In other parts of the country, yoga is seen as apostasy—twisting and folding into ancient shapes with Sanskrit names that honor pagan gods or invite untested spirits. I’ve watched evangelicals share online articles that denounce the dangers of yoga or the perils of meditation, but not here in Berkeley. Out on the left coast, we’re a little more flexible.
How hard could it be? I think. I can stretch for an hour.
Turns out yoga does not equal stretching.
I enter a room full of humans splayed out on colorful strips of spongy rubber. I hear one exhale a moan and see another on her back with her legs spread open, hands on her feet. There’s a bench in the front with a small stack of books and a large golden bowl that sits on a pillow. They are tools of the trade, but they seem out of place. I don’t see the connection between body and mind. I’d never been told that a bowl could sing.
I feel a bit out of place as I pick up a green mat and find a spot in the back, near a stack of foam blocks. The class quiets down as the instructor walks forward, the sleeves of her sweater falling softly behind.
My first class starts like most classes — in child’s pose. Knees to the mat, sit bones resting on heels, belly folded to thighs like a compressed spring. This first pose is supposed to be passive and familiar, a place of resting and ease, but during my first foray into yoga, everything feels foreign.
I’m told to find and focus on my breath like it’s gone missing. I think that’s sort of funny until I realize that it’s true — that I spend most of my day only half in my body and that the depths of my lungs are rarely put to use.
In the Jewish and Christian Scriptures, the Spirit of God is characterized as a wind or breath, as the ruach within that bears witness alongside the nefesh of life, the breath of the human. These two words delineate in Hebrew what we blend in English, the breath where all of our power comes from, all of our life on all of its levels.

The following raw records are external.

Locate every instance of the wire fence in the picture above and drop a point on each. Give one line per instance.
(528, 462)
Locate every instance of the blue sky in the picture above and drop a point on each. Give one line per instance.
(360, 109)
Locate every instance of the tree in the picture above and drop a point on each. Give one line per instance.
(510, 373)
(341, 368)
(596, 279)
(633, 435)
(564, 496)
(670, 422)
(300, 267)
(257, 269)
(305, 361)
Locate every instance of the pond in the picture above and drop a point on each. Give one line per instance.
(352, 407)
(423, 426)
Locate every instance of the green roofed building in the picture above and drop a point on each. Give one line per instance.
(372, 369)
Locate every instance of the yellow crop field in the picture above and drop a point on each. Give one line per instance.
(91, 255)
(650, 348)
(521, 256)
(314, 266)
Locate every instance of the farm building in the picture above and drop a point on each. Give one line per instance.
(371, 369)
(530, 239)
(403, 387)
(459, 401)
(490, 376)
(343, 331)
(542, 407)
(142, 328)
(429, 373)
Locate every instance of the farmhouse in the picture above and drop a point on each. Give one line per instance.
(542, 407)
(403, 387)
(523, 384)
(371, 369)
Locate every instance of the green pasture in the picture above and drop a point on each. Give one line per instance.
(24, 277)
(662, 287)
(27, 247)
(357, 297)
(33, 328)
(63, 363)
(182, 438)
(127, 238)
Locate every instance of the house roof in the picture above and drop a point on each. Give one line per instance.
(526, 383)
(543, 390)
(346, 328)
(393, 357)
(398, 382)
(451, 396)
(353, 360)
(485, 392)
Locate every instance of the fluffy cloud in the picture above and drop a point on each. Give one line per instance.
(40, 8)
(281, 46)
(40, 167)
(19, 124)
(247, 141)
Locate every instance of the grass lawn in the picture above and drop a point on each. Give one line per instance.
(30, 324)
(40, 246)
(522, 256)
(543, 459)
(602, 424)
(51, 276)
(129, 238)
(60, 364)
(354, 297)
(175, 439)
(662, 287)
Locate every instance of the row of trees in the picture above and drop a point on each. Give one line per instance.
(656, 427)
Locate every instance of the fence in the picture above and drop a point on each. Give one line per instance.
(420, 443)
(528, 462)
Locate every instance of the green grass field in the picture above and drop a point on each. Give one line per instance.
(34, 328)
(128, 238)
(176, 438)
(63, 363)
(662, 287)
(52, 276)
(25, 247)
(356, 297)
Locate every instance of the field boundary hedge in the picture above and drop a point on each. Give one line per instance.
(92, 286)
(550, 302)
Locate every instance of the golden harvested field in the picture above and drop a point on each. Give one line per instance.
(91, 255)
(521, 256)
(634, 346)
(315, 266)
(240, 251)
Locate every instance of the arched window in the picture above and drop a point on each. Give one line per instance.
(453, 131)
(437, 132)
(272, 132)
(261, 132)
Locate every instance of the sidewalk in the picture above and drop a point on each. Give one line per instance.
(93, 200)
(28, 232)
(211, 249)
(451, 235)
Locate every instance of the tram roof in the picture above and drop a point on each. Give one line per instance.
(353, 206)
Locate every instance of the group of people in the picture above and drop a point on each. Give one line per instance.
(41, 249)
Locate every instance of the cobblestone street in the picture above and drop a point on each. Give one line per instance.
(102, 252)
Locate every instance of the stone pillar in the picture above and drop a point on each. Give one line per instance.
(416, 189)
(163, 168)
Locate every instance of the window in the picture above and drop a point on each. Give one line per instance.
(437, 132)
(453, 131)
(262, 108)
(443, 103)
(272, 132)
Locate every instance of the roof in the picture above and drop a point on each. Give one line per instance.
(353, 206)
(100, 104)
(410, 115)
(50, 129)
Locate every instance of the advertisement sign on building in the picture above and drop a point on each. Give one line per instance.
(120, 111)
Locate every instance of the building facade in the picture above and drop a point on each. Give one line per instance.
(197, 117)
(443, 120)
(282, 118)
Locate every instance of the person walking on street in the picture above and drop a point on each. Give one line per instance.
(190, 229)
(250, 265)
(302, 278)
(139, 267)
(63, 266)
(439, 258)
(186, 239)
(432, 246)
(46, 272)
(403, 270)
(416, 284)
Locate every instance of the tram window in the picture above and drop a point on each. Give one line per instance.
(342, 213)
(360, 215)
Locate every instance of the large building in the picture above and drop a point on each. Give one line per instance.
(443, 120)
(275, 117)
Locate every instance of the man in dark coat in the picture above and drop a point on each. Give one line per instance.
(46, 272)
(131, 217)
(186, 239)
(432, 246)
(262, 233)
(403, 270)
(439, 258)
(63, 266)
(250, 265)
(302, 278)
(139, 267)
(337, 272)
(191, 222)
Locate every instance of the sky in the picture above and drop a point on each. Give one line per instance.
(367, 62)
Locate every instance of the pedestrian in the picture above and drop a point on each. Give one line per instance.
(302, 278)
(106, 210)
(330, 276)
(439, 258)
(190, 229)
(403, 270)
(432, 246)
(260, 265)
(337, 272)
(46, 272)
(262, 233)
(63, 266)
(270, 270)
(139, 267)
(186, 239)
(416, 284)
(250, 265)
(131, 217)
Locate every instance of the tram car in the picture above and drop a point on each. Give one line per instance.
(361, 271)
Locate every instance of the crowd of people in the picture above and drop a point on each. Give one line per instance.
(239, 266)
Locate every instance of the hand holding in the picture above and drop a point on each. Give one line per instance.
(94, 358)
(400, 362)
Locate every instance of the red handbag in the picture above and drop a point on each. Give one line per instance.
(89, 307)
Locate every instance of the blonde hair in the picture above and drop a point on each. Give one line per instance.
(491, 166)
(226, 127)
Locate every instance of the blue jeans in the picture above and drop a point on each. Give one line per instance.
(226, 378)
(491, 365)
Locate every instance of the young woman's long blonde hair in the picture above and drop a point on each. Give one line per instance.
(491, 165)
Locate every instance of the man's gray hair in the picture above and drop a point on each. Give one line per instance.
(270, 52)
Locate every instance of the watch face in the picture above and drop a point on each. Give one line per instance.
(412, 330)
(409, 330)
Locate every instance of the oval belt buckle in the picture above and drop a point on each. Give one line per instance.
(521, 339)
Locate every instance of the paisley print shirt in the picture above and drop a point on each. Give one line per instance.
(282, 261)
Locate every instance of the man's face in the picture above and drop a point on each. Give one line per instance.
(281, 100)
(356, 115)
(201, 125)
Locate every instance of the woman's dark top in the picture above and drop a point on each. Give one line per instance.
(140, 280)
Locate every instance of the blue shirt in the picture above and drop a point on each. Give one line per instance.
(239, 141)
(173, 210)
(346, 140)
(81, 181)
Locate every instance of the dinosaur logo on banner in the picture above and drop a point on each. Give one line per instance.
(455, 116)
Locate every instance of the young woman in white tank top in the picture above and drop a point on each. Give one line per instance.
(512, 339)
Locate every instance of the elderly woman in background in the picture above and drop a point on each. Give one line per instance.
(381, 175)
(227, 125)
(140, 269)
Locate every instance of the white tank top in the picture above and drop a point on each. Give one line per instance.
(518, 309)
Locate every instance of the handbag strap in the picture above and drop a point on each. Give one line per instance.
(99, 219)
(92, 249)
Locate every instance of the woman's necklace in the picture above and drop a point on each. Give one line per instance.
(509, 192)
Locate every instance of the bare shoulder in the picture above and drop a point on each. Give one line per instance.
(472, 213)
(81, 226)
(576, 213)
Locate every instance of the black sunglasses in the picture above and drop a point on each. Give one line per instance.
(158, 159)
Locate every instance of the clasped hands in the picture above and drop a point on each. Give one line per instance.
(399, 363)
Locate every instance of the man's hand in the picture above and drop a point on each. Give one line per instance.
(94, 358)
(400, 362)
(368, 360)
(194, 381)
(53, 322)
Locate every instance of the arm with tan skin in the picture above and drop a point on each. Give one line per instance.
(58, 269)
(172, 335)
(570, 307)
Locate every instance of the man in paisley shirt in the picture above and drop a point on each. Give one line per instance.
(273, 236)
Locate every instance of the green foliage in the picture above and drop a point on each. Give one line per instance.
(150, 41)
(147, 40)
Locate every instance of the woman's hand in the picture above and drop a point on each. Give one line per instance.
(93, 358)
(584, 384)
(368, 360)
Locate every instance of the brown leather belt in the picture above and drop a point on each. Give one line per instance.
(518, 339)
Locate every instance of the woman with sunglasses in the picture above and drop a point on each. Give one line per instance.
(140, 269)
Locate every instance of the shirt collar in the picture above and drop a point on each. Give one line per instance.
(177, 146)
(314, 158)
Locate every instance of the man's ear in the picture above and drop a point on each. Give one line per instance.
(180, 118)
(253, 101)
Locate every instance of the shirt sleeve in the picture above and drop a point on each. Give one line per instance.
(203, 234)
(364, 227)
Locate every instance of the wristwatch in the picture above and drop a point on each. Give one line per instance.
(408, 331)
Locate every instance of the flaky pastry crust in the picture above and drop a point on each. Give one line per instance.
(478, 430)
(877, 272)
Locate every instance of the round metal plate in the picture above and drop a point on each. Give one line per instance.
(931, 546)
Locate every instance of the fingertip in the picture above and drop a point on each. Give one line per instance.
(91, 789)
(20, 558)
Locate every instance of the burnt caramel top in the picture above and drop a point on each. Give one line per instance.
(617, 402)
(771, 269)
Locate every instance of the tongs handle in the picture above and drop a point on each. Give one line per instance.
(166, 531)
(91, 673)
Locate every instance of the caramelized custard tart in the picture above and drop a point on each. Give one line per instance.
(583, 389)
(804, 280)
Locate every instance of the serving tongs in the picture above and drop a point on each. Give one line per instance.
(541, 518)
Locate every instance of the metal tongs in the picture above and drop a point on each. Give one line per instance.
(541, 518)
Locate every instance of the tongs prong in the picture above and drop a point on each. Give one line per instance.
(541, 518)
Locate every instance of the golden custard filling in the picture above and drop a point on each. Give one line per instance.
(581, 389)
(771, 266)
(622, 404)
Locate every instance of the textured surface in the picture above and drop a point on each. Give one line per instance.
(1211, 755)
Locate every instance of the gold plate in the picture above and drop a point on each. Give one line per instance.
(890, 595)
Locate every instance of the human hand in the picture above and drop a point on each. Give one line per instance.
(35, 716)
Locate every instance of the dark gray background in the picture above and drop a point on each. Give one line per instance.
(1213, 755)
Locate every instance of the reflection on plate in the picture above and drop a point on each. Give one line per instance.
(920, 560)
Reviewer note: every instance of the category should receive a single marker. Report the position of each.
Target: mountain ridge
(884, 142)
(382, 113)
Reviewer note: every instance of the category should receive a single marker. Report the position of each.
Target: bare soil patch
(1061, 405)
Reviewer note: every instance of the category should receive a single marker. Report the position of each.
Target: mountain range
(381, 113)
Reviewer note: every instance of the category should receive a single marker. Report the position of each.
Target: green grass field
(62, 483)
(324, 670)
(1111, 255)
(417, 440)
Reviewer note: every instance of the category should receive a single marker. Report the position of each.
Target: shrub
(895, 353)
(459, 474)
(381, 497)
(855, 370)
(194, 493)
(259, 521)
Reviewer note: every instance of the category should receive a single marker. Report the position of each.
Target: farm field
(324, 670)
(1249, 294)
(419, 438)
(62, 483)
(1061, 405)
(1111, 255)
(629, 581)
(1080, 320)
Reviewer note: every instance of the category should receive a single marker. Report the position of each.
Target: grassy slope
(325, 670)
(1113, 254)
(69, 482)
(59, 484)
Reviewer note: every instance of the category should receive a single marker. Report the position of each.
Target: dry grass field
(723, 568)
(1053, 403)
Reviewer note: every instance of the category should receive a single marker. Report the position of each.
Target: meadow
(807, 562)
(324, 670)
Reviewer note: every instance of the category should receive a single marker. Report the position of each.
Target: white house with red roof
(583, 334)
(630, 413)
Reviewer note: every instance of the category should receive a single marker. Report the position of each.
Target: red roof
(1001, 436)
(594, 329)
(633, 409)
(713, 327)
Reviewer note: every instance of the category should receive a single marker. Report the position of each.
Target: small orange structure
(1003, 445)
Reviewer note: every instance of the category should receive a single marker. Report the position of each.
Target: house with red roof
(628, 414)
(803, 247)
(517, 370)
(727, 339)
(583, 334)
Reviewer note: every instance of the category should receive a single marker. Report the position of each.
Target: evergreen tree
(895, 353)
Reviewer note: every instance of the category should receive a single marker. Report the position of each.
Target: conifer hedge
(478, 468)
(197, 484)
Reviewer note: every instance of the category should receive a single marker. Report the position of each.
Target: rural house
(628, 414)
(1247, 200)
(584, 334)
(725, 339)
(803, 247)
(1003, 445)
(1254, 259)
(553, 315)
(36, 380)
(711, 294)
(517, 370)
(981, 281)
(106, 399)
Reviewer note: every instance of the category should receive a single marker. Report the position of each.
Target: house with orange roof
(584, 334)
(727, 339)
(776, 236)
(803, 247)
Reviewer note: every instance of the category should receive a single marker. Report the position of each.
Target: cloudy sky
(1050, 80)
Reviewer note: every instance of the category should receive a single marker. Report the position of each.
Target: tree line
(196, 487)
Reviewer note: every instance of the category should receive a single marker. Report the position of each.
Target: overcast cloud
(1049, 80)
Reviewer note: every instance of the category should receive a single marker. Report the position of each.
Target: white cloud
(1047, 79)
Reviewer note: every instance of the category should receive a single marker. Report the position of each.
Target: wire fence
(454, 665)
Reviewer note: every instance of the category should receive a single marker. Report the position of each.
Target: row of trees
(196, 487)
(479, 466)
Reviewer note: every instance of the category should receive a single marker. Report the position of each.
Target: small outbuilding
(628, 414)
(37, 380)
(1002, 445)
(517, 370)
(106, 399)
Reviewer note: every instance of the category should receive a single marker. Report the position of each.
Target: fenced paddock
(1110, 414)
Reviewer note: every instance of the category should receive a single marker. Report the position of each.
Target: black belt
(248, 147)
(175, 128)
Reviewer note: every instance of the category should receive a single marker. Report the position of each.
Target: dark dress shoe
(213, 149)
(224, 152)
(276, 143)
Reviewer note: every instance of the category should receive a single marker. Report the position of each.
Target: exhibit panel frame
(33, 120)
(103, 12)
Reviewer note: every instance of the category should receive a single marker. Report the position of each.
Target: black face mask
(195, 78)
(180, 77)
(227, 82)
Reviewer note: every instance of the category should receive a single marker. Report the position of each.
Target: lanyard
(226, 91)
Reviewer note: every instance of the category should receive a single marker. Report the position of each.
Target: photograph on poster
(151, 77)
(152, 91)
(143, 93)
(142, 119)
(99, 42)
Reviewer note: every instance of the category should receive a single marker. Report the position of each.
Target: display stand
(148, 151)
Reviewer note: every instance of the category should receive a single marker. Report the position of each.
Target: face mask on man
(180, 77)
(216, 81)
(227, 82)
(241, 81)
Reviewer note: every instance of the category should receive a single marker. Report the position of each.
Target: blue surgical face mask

“Yoga is not about doing it right,” says the instructor. Every other instructor I will ever have will say the same thing, but my first time on a mat, getting it right is all I can think about. I don’t know any of the poses or how they connect. I’m not sure what a flow is, but I can tell that I’m not in one. I spend most of my time watching other students bend and glide and cycle with ease as I fake my way through. My arms flail, my hips are tight, and my legs are shaky. I make it through class wondering if I’ve actually done yoga at all.
For years after that first class, yoga will be something that I do randomly to relax or socially to connect. I’ll go to yoga the way that some people go to church — when I’m invited or when I feel like it, but only if it fits into my life. It will be a persona I try on, but not a practice that I own.